Most often, if the engineering team has been part of the product and customer discovery efforts of the product managers, especially during prototyping initiatives, then they should have already started their investigations and have answers to most of the questions. This shared learning during product and customer discovery can ease later pain in collaboration between product managers and engineers.
If you are developing a hardware product, due to the higher upfront costs compared to software, it’s crucial to have a rigorous risk assessment process to answer feasibility, usability, value, and viability questions to raise the level of confidence of the team before committing to manufacturing.
Testing for economic viability
While it’s great to have a product that customers/users will love and remain loyal to it, it’s important to have a viable business model that covers the costs to produce and sell, meets the regulatory requirements, and generates profits.
A product does not live on its own but in an ecosystem with external and internal stakeholders. While testing for value and usability tries to gauge alignment with the needs of the external stakeholders, a viable product needs to protect revenues, business reputation (e.g., regulation, business relationships, brands, etc.), employees, and customers.
1. Caring for product marketing
Your product marketing colleagues care about the following:
- Enabling sales
- Brand and reputation of the products and business
- Market competitiveness and differentiation
- Being relative and compelling to external stakeholders
- Working well with go-to-market and launch channels
A product will only be considered business viable from the perspective of a product marketing team when it addresses the above criteria.
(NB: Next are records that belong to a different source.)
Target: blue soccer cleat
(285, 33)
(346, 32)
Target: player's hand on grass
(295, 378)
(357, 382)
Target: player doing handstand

Any conflict with these priorities will result in resistance from your product marketing team. It’s important to align with product marketing before building products and to address their concerns before development.
2. Caring for sales and business development
Whether you have direct sales teams or indirect ones such as through ads, any change or product work needs to be designed and built around the strengths and limitations of your sales channels. Furthermore, sales and biz dev teams have long-term contracts and commitments to partners that may cripple product development due to agreements.
Product development needs to be aligned with sales know-how, channels, and relationships and any new proposals will require to have sales effectiveness or sales viability.
3. Caring for customer support/success
Businesses either have a high-touch or low-touch model of interacting with customers to resolve their problems (or somewhere in between). When building products, to create value for customer success and become a viable product, the product needs to take that model into account.
4. Caring for finance
Finance will need to understand your product’s costs to build, sell, and operate and to agree on a budget for your product. Finance and budgeting is often the biggest constraint that product teams need to deal with when building products. Therefore, a viable product needs to align its scope with the budget and resources available to it before development.
5. Caring for legal
Privacy and regulatory compliance concerns, intellectual property rights, and competitive issues are the common legal constraints any product will have to deal with. And product teams need to align with their legal departments before commencing development.
6. Caring for senior leadership
In general, aligning product discovery with the above 5 internal stakeholders while having proof of product value, usability, and feasibility should be enough for any member of the senior leadership team to align with your efforts for product development. Reaching out to align with senior people without having aligned with the other stakeholders is a miss.